情報サービス産業協会(JISA)は2月13日、「中小企業の会計に関する指針」の改正に関する草案に反対する、意見書を提出したことを明らかにした。同指針の改正は、日本公認会計士協会や日本税理士会連合会など4団体が1月16日に公表したものだ。

 草案には、中小企業でも「受注ソフトウエアは、成果の確実性が認められる場合には工事進行基準を適用する」という部分がある。同指針に強制力はない。しかし、非上場で外部監査制度の存在しない中小企業は決算書を、この指針に従って作成することが推奨されているため、改正の影響は大きいと、JISAは判断した。「中小企業に対して、工事進行基準を一律に適用するのは不適切だ」とJISAは述べている()。

図●「中小企業の会計に関する指針」の草案と、草案に対するJISA(情報サービス産業協会)の意見
図●「中小企業の会計に関する指針」の草案と、草案に対するJISA(情報サービス産業協会)の意見

 JISAの田中岳彦主任調査役は「草案がそのまま指針になると、中小のITサービス企業に無用な混乱を招くと考え、意見書を提出した」と説明する。

 工事進行基準を適用するには、「精緻な見積もりの作成」や「進捗の把握」といった要件を満たす必要がある。「中小企業は、もともと社内に人材が少ないうえに、信頼性のある原価見積もりを作成するための体制を整備することは財政的にも難しい。適用することに意味があるのか」と田中主任調査役は話す。

 JISAは工事進行基準の適用についての規定を設けることで、中小のITサービス企業へ悪影響が生じることを危惧している。例えば、受注先選別の材料にされたり、進捗管理のために必要以上の情報を提出させられたりする可能性があるという。

 法人税法との関係があいまいだという点もある。法人税法は、工事進行基準を強制適用する案件を定めている。期間が1年以上、請負金額が10億円以上の案件だ。

 田中主任調査役は、「中小企業の場合、自社が契約する案件がこの規模になることはほぼない。法人税法で対象になっていないのに、決算書を作成するための指針で規定すれば、混乱するのは当然だ」と語る。

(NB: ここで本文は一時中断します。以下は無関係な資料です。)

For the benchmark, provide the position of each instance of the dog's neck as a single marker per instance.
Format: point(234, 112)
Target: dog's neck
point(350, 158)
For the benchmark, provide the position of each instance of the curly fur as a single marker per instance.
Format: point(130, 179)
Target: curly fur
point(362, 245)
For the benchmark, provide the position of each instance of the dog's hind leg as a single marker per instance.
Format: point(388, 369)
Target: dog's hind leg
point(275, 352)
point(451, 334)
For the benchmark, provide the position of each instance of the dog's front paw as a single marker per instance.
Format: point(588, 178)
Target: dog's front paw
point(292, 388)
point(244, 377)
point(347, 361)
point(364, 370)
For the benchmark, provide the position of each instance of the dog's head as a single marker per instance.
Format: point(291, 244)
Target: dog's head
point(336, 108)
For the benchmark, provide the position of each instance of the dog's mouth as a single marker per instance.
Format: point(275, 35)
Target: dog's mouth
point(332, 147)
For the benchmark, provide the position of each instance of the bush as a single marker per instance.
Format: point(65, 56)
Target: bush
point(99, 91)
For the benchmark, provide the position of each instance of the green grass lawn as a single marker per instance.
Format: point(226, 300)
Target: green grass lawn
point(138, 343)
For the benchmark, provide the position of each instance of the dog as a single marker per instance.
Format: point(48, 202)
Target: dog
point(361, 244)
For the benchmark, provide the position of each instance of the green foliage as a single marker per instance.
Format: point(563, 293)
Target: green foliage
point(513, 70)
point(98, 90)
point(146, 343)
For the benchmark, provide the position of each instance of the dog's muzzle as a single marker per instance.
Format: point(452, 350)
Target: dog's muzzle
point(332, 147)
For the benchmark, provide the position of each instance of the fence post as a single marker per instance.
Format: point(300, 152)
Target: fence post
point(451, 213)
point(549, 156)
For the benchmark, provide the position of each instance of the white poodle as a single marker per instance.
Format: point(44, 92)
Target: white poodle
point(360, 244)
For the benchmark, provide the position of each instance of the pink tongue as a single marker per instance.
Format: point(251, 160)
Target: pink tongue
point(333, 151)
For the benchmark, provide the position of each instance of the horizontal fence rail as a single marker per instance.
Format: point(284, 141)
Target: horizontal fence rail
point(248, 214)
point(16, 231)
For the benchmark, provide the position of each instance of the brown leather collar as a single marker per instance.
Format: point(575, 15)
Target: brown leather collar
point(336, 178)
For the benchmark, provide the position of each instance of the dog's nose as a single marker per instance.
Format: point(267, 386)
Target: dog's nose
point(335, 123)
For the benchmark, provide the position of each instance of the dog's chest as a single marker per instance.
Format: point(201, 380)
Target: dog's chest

 主に上場企業が対象となる、受託ソフトウエア開発で工事進行基準の適用を定めた「工事契約に関する会計基準」でも、法人税法との関係は議論になっていた。

 同指針の改正について、日本公認会計士協会は、「上場企業が順守する会計基準と、中小企業の会計指針との整合性を取ることが狙いだ」と説明する。この方針に沿って、受託ソフトウエア開発について、中小企業にも工事進行基準を適用することにしたわけだ。

 同指針は早ければ2009年4月にも、日本公認会計士協会など4団体が成案を公表する予定である。